Not long ago, maps appeared online which allowed users of the Worldwide Web to move back and forth and zoom in and out of practically anywhere on Earth. Corresponding satellite imagery soon followed.
More recently, Google Earth, as made available from Google, Inc., made the leap from 2D to 3D representation enabling users to “fly” (control their position and orientation) in virtual 3Dspace rather than move over the 2D surface of a map or photograph. Google Earth initially relied on topographic information to create hills, mountains, and valleys in the landscape. Recently, these 3D models added simplified extruded building models with simplified (e.g., blank gray) surfaces.
Current work in government, universities, and corporations include building camera cars to sweep through cities, using aerial camera systems, integrating laser radar (“lidar”) data, and developing the necessary computational resources to integrate all the data.
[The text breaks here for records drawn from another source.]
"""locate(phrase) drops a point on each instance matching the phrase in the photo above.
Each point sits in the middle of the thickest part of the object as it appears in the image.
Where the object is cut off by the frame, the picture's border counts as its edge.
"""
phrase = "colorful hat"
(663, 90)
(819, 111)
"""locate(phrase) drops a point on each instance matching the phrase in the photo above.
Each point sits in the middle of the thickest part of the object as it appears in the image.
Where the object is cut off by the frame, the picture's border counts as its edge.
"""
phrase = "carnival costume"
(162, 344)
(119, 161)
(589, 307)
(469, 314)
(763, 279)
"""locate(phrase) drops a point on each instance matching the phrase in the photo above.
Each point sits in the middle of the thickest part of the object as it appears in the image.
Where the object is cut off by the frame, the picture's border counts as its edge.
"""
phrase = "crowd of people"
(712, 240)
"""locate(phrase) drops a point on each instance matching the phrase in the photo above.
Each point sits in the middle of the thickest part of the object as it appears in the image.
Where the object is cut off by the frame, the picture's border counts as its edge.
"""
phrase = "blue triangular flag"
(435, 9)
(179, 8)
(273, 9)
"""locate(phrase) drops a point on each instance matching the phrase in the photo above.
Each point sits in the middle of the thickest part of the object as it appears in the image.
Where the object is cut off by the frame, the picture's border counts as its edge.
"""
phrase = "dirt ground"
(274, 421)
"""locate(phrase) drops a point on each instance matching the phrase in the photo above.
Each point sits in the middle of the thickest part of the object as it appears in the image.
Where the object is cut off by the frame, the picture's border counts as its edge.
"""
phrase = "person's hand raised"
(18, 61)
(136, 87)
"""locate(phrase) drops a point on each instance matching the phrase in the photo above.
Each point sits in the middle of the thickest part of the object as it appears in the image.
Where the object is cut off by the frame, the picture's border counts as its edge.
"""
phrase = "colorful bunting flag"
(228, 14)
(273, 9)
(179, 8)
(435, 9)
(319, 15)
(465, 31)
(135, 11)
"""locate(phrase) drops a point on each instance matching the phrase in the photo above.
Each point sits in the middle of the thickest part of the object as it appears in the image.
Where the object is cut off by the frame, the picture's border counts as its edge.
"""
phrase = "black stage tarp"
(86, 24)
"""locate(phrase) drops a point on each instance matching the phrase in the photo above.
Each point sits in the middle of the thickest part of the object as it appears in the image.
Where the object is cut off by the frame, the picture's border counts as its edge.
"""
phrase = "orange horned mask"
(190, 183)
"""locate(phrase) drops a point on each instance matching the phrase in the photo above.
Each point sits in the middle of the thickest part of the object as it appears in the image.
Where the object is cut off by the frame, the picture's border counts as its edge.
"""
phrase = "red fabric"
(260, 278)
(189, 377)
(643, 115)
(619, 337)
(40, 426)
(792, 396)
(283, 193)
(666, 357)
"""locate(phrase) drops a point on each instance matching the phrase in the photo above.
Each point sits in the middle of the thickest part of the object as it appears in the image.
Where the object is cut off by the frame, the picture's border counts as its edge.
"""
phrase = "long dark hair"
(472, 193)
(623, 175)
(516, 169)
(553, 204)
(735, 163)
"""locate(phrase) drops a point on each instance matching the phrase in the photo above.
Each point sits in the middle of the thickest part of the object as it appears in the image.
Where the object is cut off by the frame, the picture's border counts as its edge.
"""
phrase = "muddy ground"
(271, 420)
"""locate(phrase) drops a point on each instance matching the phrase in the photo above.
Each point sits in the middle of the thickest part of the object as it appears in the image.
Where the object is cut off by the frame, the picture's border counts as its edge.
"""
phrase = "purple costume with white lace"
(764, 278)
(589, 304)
Such models have been envisioned as exhibiting “ground truth,” that is, they will be verifiably accurate when compared to the physical world.
So far, such 3D models have been created as closed, centralized efforts, but various methods have been developed that allow a community of users to create novel applications “on top of” them. For example, Google has made public their Application Program Interfaces (APIs) for Google Maps and Google Earth, allowing other data to be integrated, or “mashed up,” into their 2D map or 3D model. One popular “mash-up” application, Mappr, built on top of Yahoo's Flickr, allows a community of users to place their own photographic images in the location in which they were taken. But to date, such photos have only appeared as hovering “playing cards,” rather than seamless and integrated.
One solution in the prior art has been to integrate multiple images into the same model (though time artifacts, another potential problem, may occur if the multiple images are captured at different times). Another solution has been to artificially “fill in” the missing information, either by hand (like touching up a photo with a hole in the middle) or in some automated way. A great deal of research is currently underway seeking these kinds of solutions.
While prior art techniques, as described previously, have been developed, currently no techniques exist for a community of users to place their own images into these emerging rich 3D models in an integrated and seamless way, without any visible artifacts.